Sir Brendan worked as policy officer and headed the TUC's press and information and organisation and industrial relations departments.
He gained a reputation as a skilled negotiator, helping to resolve a number of disputes, in between finding time to watch his beloved Everton football team.
Sir Brendan said: "I've viewed the knighthood as very much recognition of the role that unions play - a hugely important part of what makes Britain work.
"We make lives better for millions of people and for that to be recognised in the honours system is appropriate."
Asked if he had now become part of the establishment, Sir Brendan laughed and said "I don't think of it in that way"m adding "trade unionism will go from strength to strength".
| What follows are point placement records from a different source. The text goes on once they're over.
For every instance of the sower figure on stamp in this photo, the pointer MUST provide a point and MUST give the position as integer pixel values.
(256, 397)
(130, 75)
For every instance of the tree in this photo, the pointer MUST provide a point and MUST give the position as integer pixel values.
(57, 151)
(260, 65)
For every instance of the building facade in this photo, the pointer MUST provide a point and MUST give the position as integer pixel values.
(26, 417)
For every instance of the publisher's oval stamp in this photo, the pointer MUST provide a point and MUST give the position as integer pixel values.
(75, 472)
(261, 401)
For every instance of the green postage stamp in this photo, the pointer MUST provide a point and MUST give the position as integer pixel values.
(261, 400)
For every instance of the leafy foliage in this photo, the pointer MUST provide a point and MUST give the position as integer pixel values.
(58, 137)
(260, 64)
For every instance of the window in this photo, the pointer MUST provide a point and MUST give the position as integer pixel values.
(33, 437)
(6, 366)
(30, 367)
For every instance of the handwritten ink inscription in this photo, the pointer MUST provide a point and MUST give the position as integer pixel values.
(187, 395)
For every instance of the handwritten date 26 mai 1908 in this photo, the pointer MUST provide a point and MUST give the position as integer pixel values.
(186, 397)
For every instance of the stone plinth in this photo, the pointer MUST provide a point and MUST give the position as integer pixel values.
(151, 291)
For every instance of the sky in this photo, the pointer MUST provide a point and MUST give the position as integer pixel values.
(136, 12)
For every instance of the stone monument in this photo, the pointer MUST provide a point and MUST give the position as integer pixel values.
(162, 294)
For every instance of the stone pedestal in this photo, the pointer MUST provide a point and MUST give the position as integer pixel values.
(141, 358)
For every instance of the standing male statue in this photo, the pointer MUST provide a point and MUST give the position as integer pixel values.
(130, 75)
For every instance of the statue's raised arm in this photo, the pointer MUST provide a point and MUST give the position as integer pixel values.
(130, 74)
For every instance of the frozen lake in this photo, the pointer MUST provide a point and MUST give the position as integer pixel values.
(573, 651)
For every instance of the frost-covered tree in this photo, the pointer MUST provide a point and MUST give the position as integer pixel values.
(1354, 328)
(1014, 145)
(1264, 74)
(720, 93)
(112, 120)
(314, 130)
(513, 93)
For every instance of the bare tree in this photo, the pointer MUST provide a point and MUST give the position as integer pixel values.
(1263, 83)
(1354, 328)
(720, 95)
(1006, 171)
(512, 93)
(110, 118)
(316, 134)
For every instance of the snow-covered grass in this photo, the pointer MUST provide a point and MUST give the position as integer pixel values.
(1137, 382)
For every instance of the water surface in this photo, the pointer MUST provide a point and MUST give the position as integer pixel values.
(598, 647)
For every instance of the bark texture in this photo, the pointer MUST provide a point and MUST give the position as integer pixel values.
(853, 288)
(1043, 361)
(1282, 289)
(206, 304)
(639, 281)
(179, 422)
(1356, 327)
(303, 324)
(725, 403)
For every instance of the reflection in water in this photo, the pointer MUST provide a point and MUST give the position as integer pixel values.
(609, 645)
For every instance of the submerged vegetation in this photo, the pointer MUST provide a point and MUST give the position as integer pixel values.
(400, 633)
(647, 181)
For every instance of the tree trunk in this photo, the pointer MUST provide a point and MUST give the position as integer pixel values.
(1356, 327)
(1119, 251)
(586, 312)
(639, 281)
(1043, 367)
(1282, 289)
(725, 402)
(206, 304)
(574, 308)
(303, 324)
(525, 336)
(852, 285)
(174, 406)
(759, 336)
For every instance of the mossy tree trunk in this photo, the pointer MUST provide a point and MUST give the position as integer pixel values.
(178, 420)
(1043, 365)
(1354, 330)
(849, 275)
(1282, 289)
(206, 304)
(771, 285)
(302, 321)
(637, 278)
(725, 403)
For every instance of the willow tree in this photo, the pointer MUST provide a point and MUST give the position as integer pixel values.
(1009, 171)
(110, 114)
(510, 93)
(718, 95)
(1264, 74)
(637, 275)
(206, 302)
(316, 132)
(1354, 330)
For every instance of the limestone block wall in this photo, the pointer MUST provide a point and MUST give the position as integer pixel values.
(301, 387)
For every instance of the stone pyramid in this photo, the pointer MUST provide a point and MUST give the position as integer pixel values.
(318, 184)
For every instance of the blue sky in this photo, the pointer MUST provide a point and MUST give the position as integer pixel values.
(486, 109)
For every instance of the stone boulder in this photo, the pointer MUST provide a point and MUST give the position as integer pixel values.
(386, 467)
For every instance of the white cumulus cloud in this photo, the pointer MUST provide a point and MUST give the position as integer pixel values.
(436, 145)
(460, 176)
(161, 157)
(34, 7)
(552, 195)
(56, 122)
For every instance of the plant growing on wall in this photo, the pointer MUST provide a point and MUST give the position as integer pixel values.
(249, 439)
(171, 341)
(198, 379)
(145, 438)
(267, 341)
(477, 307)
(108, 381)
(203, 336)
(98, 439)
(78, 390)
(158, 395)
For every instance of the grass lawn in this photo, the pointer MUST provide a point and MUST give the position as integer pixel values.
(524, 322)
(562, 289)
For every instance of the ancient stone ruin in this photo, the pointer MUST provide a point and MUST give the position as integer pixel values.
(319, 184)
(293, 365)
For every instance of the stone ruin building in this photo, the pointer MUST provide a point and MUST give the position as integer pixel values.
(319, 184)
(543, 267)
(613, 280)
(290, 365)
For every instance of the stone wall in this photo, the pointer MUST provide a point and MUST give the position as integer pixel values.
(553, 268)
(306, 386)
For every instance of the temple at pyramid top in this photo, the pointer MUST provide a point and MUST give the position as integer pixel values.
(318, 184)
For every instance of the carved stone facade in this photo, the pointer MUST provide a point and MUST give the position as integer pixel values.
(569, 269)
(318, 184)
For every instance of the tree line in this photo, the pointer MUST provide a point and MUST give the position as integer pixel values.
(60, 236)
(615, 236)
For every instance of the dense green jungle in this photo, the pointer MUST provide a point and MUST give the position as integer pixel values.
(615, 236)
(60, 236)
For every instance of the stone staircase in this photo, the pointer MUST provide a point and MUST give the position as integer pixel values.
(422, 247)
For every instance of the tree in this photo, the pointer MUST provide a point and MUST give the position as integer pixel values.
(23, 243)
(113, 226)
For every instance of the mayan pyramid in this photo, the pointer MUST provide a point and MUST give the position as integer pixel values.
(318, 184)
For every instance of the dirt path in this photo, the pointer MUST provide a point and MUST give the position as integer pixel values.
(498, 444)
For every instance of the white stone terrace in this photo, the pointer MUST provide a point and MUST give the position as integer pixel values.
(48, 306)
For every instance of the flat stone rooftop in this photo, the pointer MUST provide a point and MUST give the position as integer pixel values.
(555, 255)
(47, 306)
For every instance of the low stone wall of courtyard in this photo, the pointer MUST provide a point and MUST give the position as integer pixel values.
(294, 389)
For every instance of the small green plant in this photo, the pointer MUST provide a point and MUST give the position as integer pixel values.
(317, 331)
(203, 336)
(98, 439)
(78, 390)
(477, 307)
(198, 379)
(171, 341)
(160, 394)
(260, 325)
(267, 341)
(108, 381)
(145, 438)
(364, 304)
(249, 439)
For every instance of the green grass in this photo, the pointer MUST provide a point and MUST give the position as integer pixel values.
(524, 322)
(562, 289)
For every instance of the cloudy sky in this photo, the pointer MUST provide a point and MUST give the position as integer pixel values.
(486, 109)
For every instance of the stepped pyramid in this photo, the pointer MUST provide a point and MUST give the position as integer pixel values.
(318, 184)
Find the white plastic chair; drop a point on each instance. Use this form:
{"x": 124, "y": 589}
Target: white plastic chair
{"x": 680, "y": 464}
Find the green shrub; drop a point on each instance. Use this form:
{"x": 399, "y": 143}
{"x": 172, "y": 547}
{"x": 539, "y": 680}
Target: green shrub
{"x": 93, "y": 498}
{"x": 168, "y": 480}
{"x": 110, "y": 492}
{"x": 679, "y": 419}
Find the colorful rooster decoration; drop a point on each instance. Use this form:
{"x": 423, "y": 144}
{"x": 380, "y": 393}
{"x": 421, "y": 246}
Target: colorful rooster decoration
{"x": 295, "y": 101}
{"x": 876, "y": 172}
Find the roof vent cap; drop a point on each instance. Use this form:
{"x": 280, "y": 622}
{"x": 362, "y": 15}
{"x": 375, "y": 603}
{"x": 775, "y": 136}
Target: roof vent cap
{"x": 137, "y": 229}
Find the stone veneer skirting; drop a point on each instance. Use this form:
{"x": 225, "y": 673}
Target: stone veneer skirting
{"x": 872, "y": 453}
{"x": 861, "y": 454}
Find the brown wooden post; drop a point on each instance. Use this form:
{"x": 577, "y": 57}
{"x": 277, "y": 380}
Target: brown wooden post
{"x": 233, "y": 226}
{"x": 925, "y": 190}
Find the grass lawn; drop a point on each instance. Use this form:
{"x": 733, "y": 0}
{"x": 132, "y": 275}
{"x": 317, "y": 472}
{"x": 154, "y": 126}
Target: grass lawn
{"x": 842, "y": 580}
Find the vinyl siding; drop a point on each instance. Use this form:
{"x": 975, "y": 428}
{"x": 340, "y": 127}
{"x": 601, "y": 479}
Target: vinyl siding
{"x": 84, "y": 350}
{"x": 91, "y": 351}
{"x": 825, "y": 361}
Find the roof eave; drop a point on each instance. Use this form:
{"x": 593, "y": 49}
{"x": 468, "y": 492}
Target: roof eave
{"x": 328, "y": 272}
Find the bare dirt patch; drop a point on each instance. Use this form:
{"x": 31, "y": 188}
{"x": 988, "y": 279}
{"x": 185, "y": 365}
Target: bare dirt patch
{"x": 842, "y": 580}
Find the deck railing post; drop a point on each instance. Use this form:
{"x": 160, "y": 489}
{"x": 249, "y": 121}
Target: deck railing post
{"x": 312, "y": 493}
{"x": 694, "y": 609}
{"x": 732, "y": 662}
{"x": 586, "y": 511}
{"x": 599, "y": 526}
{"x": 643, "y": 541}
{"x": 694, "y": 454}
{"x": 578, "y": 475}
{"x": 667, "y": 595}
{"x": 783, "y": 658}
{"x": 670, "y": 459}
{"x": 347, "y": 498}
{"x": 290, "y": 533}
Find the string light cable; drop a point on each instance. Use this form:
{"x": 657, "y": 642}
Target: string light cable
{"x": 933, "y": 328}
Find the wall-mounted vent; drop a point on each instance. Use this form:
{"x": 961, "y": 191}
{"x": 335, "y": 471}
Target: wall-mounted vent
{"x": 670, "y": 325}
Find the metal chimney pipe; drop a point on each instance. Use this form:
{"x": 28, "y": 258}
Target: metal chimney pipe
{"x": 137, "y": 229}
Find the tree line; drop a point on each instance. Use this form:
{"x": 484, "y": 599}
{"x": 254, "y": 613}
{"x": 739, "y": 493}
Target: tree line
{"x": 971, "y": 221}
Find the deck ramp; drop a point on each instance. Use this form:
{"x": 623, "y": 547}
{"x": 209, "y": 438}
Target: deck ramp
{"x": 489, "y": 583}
Sue Lloyd-Roberts, a BBC Newsnight reporter who specialises in covering human rights issues around the globe, was made a CBE by the Queen for services to journalism.
Earlier this year she was named international journalist of the year at the One World Media Awards.
Ms Lloyd-Roberts received plaudits for her reports about female genital mutilation in Egypt, ethnic violence in Burma and medical testing on India's poor.
She said: "It's good that there's a journalist here at the Palace, we've had quite a bad press recently."
The journalist said the development of small video cameras in the 1980s revolutionised her work: "It means no country can close its gates to journalists any more, any country that allows tourists in armed with a camera (that development) has helped hugely."
Lieutenant Colonel Jasper De Quincey Adams was awarded an OBE for leading 1st The Queen's Dragoon Guards in Helmand Province, Afghanistan, during 2012.
The officer, now working on force development at the Ministry of Defence, said: "I joined the Army to command soldiers pure and simple, it's the best job in the world. For the last 20 years it's also been one of the most exciting, which has been fantastic.
"In Helmand it's quite frankly astonishing how much good we've done, whether or not it will endure is up to the Afghans."